Some of the things that I'm excited about that we're doing a lot of work on: first, you have AI readiness, you have definitions, you have security. We continue to think about how no one wants to have to go duplicate what they already set up in Data Virtuality or in Alation, or some other catalog. A lot of our thinking, as we think about models and the different AI dictionary and definitions, is how do we integrate with third parties, both cloud data warehouses. We also are one of the large partners of the Open Semantic Interchange, OSI, which Snowflake sort of led, but it includes Snowflake competitors and competitors of ours. Sometimes if you're going to make these kinds of things sort of common, you need to be able to work together. We are a part of this new effort, working to define a common language so that we can share semantic information from different warehouses and different tools, and have more of that so we're not repeating ourselves.

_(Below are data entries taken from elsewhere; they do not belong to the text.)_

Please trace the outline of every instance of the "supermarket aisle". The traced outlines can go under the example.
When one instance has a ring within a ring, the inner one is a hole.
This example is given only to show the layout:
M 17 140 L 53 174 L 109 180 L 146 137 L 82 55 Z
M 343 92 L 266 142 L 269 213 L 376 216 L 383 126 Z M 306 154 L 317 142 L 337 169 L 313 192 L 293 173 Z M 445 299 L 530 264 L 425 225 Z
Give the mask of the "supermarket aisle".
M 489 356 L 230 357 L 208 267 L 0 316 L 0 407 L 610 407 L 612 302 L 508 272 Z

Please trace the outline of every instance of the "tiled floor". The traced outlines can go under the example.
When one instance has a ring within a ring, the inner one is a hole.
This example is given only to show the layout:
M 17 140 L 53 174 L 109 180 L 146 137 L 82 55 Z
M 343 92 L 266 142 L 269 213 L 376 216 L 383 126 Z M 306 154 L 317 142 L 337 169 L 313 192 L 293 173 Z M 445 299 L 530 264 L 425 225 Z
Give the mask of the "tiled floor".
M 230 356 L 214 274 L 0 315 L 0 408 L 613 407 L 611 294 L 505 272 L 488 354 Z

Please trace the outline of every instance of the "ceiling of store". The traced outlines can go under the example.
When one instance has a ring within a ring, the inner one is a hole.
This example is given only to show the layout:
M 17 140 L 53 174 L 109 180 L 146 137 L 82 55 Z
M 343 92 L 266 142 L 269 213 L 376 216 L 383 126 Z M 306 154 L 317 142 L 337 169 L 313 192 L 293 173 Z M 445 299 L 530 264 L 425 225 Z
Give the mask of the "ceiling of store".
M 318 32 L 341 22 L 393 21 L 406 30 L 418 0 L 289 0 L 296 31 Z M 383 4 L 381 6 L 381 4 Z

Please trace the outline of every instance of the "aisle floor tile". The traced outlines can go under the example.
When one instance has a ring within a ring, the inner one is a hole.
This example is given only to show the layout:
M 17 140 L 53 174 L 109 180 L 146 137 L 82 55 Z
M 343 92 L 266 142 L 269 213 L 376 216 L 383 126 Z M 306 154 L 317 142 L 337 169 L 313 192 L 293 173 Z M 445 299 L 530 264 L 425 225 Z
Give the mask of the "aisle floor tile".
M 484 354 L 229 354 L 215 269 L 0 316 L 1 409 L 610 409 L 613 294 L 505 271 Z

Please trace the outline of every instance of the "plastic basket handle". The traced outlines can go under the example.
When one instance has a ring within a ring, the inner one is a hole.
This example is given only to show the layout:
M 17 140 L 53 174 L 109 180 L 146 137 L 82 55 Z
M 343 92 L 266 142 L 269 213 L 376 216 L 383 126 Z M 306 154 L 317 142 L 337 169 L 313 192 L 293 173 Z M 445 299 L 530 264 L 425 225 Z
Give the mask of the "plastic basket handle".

Even within our own software, if we have our magic ETL transformation, we're doing the work now to ensure whatever semantic information you have on an input, if it's still in the output, it carries that forward because you don't want to lose that. Or with our cloud connectors, which have been one of the core features of Domo for many years—connecting to Salesforce, connect to HubSpot, or connect to Adobe or whatever it is—if there's additional semantic information in those sources, making sure that when you connect, we're not just loading in the data, we're bringing in the semantics to help there as well.
Another piece in all this is we're looking more and more to combine schema, AI dictionary, and other relevant information into one place for management and viewing right within the dataset. Or even as I'm building data models that might include eight or 10 or 12 datasets, one place where I could see all the semantic information across that model and make adjustments. If there's a new synonym I need to add, I could see where does that go, where does it fit into the model, and all of those things. That will make it—again, we can have these features, but we want to make them easily accessible, easy to use, with multiple touchpoints, so that you can effectively manage that, because it has to be a living thing. You can't just set the definitions once and then you're good for five years. That's not how business works. That's not how knowledge really works in our world.
The fourth thing that I'm really excited about is this idea of custom assistants. Right now in Domo, we have an AI chat. We've had decent adoption, probably in that range that Boris was showing on the pie chart. Part of it is right now, when you're in an app in Domo or a dashboard in Domo, it sort of knows which datasets to look at. It has those AI dictionary items, which make it a lot better and more reliable, but it's still a little bit generic, and it doesn't have those other pieces of instructions and other knowledge and unstructured data we're going to provide to it.
The view of a custom assistant, similar to some of those screens I showed that right now are in workflows, is being able to say, "Hey, here are the instructions. Here's what kind of chat you want to do. Here are the explicit datasets I want you to use," not just based upon what you might be on a dashboard—it might use just the dataset from that dashboard, or it could use four that are relevant to having more of a chat with it. And then also unstructured data in addition to the structured data that comes in. I can sort of create this custom assistant that I could deploy in a dashboard or a Domo app, or deploy as its own thing even, and embed it somewhere else. We think that is going to be really exciting.
In a similar space, we're looking at how this all fits into the MCP protocol that's becoming more and more robust, so that similar to setting up a custom assistant to chat with, you could set up some of those same things in terms of what structured, unstructured data you want available via MCP endpoint, and what instructions you want there. Then, if you want to go use this integration or this tool within OpenAI because you have an enterprise OpenAI or enterprise Claude, or if you're building your own app and you want to be able to access it, you'll be able to leverage it in that way so it's not just stuck within the Domo ecosystem.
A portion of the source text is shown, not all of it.